Multinomial logistic regression was used to investigate associations of each cluster with early-life or environmental risk factors, including viral LRTIs. Results are reported as odds ratios (ORs) with 95% CIs. Unadjusted and adjusted models were fitted using variables based on evidence from cohorts in high-income countries and associations previously published in the DCHS.17 Variable selection was based on a backwards selection procedure, starting with a model that included all clinically relevant variables (appendix p 9). The full set of exposures was included as the minimum sufficient set of confounders. A sample size of 950 had sufficient power for clustering and modelling common exposures (appendix p 6).
Where repeated LRTI episodes occurred, the number of LRTI episodes per child was treated as a count variable, whereas binary indicators were used for the presence or absence of respiratory syncytial virus, rhinovirus, adenovirus, influenza, or parainfluenza virus at least once during follow-up.

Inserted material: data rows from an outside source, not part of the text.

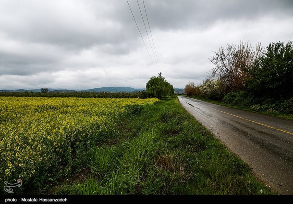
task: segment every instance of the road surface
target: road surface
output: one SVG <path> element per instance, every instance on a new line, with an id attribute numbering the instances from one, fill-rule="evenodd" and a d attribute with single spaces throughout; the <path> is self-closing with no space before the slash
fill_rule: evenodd
<path id="1" fill-rule="evenodd" d="M 279 194 L 293 194 L 293 121 L 178 98 L 265 184 Z"/>

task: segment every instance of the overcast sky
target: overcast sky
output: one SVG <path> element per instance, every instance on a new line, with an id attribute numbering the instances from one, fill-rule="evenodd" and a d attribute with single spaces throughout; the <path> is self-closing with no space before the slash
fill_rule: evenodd
<path id="1" fill-rule="evenodd" d="M 0 0 L 0 89 L 144 88 L 159 71 L 183 88 L 208 75 L 221 46 L 292 40 L 292 0 L 144 1 L 159 67 L 136 0 L 128 2 L 154 66 L 126 0 Z"/>

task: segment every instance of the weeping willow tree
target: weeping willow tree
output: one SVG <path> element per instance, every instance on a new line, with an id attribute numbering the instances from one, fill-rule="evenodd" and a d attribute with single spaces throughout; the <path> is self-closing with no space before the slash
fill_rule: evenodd
<path id="1" fill-rule="evenodd" d="M 173 85 L 165 80 L 161 73 L 158 76 L 152 76 L 146 85 L 146 91 L 153 97 L 161 99 L 162 97 L 174 94 Z"/>

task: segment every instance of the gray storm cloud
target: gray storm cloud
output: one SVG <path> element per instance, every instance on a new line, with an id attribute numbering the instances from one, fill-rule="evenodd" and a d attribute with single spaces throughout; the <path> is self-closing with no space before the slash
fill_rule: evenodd
<path id="1" fill-rule="evenodd" d="M 128 1 L 152 57 L 137 2 Z M 161 69 L 126 1 L 0 0 L 0 89 L 144 88 L 161 70 L 182 88 L 208 75 L 221 46 L 292 40 L 292 1 L 144 2 Z"/>

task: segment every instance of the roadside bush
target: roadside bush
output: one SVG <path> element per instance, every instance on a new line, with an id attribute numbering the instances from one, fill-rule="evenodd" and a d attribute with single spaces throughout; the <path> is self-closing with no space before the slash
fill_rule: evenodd
<path id="1" fill-rule="evenodd" d="M 279 110 L 284 113 L 293 115 L 293 97 L 281 104 Z"/>

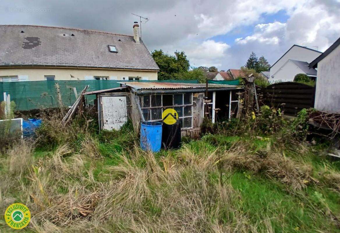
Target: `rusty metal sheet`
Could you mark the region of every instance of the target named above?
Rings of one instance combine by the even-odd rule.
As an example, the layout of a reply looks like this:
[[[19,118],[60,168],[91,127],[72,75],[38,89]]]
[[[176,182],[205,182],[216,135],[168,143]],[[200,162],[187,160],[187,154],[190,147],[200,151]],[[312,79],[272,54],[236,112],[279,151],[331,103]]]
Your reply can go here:
[[[205,88],[205,83],[141,83],[137,82],[120,82],[118,83],[125,85],[135,89],[175,89],[183,88]],[[238,88],[235,85],[214,84],[208,84],[208,88]]]

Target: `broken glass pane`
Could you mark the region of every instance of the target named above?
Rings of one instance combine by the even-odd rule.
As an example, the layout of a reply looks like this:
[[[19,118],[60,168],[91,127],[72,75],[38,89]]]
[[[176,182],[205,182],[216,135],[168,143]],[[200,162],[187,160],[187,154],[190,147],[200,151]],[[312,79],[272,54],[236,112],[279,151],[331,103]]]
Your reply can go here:
[[[160,107],[162,106],[162,96],[160,95],[151,96],[151,106]]]
[[[180,122],[180,124],[181,124],[181,128],[183,128],[183,118],[181,118],[177,120],[177,121]]]
[[[172,95],[163,95],[163,106],[171,106],[172,105]]]
[[[184,110],[183,112],[183,115],[184,116],[191,116],[191,106],[187,106],[184,107]]]
[[[184,94],[184,104],[191,104],[191,93],[185,93]]]
[[[152,109],[151,110],[151,120],[162,119],[162,109]]]
[[[191,117],[186,117],[183,118],[183,128],[191,128]]]
[[[150,96],[143,96],[143,100],[144,104],[142,106],[142,107],[150,107]]]
[[[151,120],[150,117],[150,110],[146,109],[145,109],[142,110],[143,111],[143,115],[144,117],[144,119],[146,121],[148,121]]]
[[[183,107],[174,107],[174,109],[178,113],[178,117],[183,117]]]
[[[183,94],[175,94],[173,95],[174,105],[183,105]]]

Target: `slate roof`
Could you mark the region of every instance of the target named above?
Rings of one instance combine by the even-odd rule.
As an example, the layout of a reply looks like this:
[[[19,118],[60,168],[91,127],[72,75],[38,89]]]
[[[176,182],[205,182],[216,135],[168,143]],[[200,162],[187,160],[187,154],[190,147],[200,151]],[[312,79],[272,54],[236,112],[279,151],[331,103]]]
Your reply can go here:
[[[142,41],[136,43],[132,36],[44,26],[0,25],[0,67],[159,70]],[[108,45],[115,46],[118,52],[110,52]]]
[[[316,75],[317,70],[315,69],[312,68],[310,69],[308,67],[309,63],[307,62],[302,62],[301,61],[296,61],[296,60],[292,60],[290,59],[289,61],[291,61],[298,67],[300,68],[302,71],[304,72],[306,74],[310,75]]]
[[[221,74],[221,76],[222,76],[223,79],[224,80],[233,80],[233,79],[232,77],[231,77],[230,75],[227,72],[225,72],[223,71],[220,71],[219,72],[220,74]]]
[[[208,79],[212,80],[215,78],[215,77],[218,73],[218,72],[204,72],[204,75]]]

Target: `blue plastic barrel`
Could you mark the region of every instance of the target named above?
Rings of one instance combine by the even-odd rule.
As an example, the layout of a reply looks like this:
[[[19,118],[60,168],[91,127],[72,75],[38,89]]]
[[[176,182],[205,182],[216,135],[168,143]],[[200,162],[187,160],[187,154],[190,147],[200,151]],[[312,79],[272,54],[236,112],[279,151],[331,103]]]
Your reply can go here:
[[[140,124],[140,147],[144,150],[157,152],[162,143],[162,123],[156,121]]]
[[[41,119],[30,118],[22,121],[22,130],[24,137],[34,136],[34,131],[41,124]]]

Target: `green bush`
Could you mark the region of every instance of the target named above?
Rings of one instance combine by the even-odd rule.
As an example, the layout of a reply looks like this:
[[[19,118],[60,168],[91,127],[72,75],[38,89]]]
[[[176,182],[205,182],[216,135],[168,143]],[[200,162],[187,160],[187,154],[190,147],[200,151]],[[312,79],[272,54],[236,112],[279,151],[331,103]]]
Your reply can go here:
[[[294,82],[309,82],[310,79],[304,73],[298,73],[294,77]]]

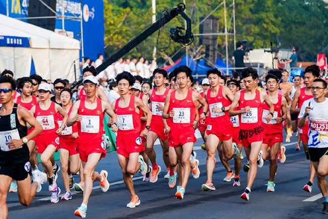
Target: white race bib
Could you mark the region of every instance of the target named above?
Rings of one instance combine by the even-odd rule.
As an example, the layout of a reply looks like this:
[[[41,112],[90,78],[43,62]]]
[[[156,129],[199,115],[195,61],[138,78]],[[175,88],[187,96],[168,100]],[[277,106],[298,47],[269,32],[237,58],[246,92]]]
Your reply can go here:
[[[160,111],[157,108],[158,105],[164,105],[164,103],[161,102],[151,101],[151,113],[153,116],[160,116],[163,114],[163,111]]]
[[[43,130],[50,130],[54,129],[54,120],[52,115],[36,117],[36,120],[42,126]]]
[[[271,119],[271,121],[268,123],[266,122],[266,120],[265,120],[265,117],[266,117],[266,116],[269,114],[270,114],[270,111],[266,110],[263,110],[263,113],[262,113],[262,122],[268,125],[277,124],[277,121],[275,119],[278,117],[278,112],[277,111],[275,111],[274,112],[274,116],[272,117],[272,119]]]
[[[328,120],[323,118],[311,118],[310,129],[320,135],[328,134]]]
[[[117,127],[122,131],[134,129],[132,115],[117,115]]]
[[[231,117],[230,118],[230,121],[232,123],[232,125],[234,127],[239,127],[239,117],[238,116],[234,116]]]
[[[257,120],[257,108],[251,108],[249,112],[241,114],[242,123],[256,123]]]
[[[190,108],[173,108],[174,123],[190,123]]]
[[[3,151],[9,151],[9,147],[8,146],[9,141],[12,139],[19,140],[21,138],[19,136],[19,133],[17,129],[10,131],[0,132],[0,148],[1,150]]]
[[[60,127],[62,126],[63,124],[63,121],[58,121],[58,126]],[[72,126],[68,127],[67,126],[65,125],[65,129],[62,131],[62,135],[72,135],[73,134],[73,129],[72,129]]]
[[[218,109],[221,109],[221,108],[222,108],[223,106],[222,105],[222,103],[221,102],[210,104],[209,106],[209,110],[210,112],[211,118],[215,118],[216,117],[222,117],[225,115],[225,113],[224,112],[213,113],[212,112],[213,108],[217,108]]]
[[[99,116],[82,116],[81,121],[81,132],[98,133],[99,129]]]

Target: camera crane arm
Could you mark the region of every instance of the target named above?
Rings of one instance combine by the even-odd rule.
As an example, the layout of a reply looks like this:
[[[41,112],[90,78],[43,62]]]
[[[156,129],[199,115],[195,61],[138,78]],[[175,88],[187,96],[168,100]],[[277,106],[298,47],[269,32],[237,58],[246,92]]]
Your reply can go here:
[[[105,61],[101,65],[99,66],[96,69],[98,74],[104,71],[106,68],[115,62],[121,57],[122,57],[125,54],[131,51],[133,48],[138,45],[141,42],[146,39],[148,37],[154,33],[157,30],[165,24],[169,23],[171,20],[180,15],[187,21],[187,30],[184,36],[182,36],[182,38],[178,39],[176,41],[175,39],[172,37],[174,41],[180,42],[182,44],[188,44],[190,43],[191,39],[193,37],[191,33],[191,19],[184,12],[186,9],[186,6],[183,3],[179,4],[176,7],[169,10],[165,11],[167,13],[163,13],[158,20],[155,23],[149,26],[147,29],[142,32],[141,34],[136,36],[134,38],[131,40],[123,48],[120,49],[118,51],[113,54],[111,57]],[[178,27],[176,28],[178,28]]]

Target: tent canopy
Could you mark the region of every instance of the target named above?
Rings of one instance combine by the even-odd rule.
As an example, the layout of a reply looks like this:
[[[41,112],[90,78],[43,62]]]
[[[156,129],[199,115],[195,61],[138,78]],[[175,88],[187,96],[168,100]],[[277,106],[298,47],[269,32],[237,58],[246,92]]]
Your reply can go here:
[[[178,63],[175,63],[176,65],[172,67],[168,71],[168,72],[173,71],[174,69],[181,66],[186,66],[187,59],[185,56],[182,59],[180,60],[180,61]],[[198,74],[200,75],[205,76],[206,72],[213,68],[218,69],[223,72],[226,73],[227,72],[227,65],[226,63],[221,59],[217,58],[215,65],[214,67],[211,67],[205,64],[205,61],[204,59],[198,60],[197,61],[194,61],[191,57],[188,56],[188,66],[192,70],[193,74]],[[231,66],[228,66],[229,68]],[[229,71],[229,74],[232,74],[232,71]]]

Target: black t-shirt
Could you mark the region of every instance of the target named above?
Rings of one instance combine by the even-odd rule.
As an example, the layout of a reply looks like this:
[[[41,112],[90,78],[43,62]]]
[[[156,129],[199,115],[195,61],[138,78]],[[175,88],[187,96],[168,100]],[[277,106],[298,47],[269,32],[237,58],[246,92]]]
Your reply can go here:
[[[62,104],[61,102],[56,102],[56,96],[52,96],[50,98],[50,100],[52,101],[52,102],[54,102],[58,104],[59,104],[61,106],[63,106],[63,104]]]
[[[235,67],[244,67],[244,57],[245,51],[243,49],[236,49],[234,51],[234,57],[235,57]]]

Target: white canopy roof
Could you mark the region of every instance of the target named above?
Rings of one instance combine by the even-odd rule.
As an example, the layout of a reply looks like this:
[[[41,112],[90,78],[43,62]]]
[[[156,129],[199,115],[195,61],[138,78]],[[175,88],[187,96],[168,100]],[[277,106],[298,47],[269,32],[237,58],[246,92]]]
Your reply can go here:
[[[0,35],[29,37],[31,48],[80,49],[79,40],[1,14]]]

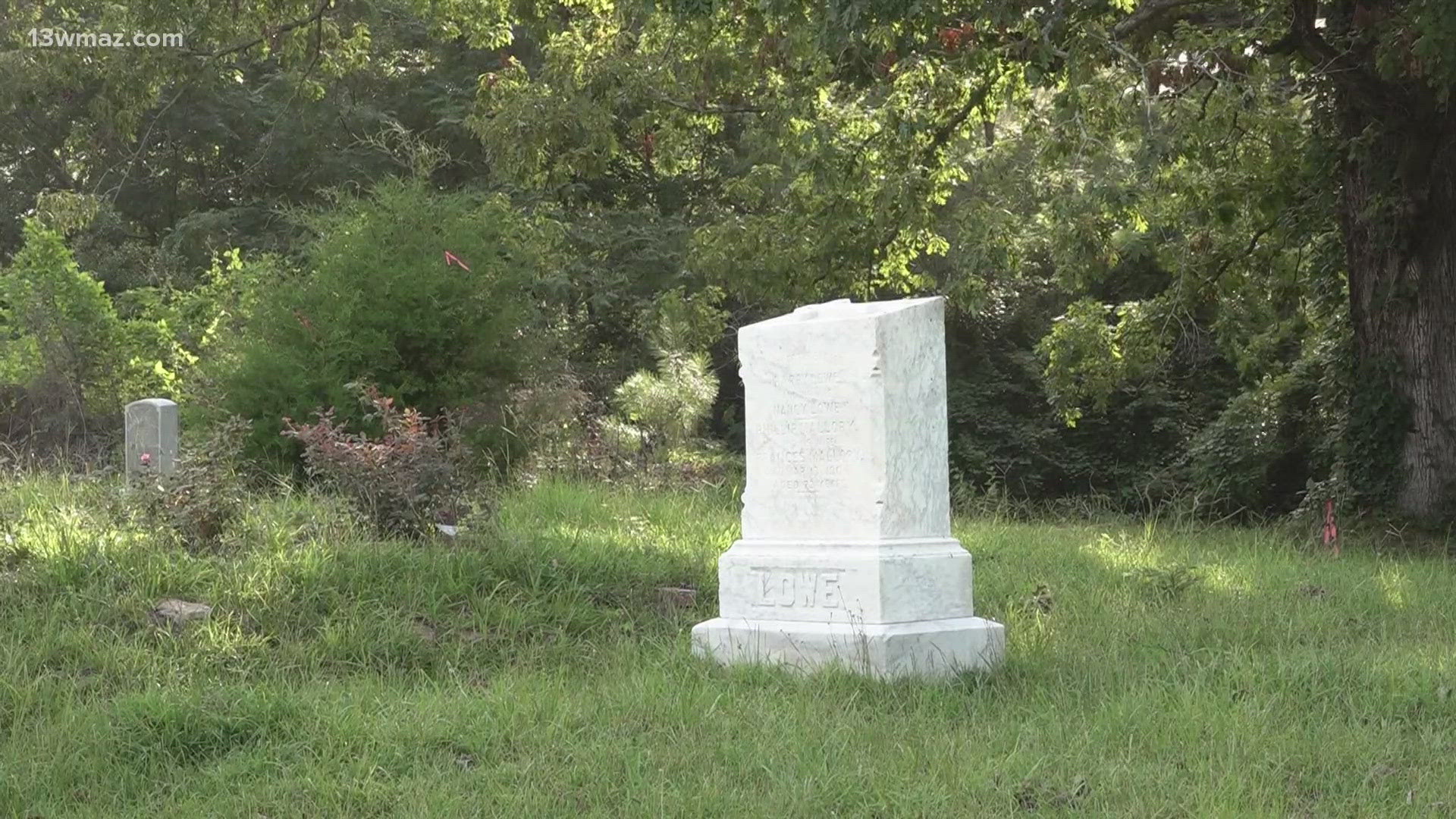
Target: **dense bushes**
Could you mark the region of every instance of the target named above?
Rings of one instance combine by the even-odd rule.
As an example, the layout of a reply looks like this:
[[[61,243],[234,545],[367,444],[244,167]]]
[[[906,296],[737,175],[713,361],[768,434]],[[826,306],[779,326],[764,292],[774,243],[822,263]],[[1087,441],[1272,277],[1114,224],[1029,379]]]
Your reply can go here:
[[[348,383],[428,415],[499,407],[545,356],[531,284],[552,264],[550,224],[502,197],[390,181],[307,222],[304,268],[259,303],[217,373],[221,410],[255,421],[253,455],[288,456],[281,420],[317,407],[364,423]]]
[[[381,535],[416,535],[450,522],[463,506],[467,458],[446,418],[427,418],[370,385],[349,385],[383,436],[370,439],[341,427],[332,410],[313,424],[284,418],[285,437],[303,444],[309,475],[344,494]]]

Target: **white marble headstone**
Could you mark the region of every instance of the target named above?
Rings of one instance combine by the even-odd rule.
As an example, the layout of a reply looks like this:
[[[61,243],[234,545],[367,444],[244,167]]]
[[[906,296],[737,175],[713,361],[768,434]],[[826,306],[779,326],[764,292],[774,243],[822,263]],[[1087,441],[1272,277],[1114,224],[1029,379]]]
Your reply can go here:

The association between lung function and wheezing phenotypes was investigated by assessing the predictive power of 6-week lung function values for phenotype allocation through a multinomial logistic model and comparing lung function at 5 years in the wheezing phenotype groups using linear regression models adjusted for sex and height. We compared 6-week and 5-year lung function by phenotype using cohort derived Z scores.
We exponentiated normal confidence intervals on the log-scale to calculate 95% CIs for incidence rate. Proportions were compared using the χ2 test or Fisher's exact test where appropriate. Mood's Median Test was used to compare medians. Analyses were conducted in R (version 3.6.3).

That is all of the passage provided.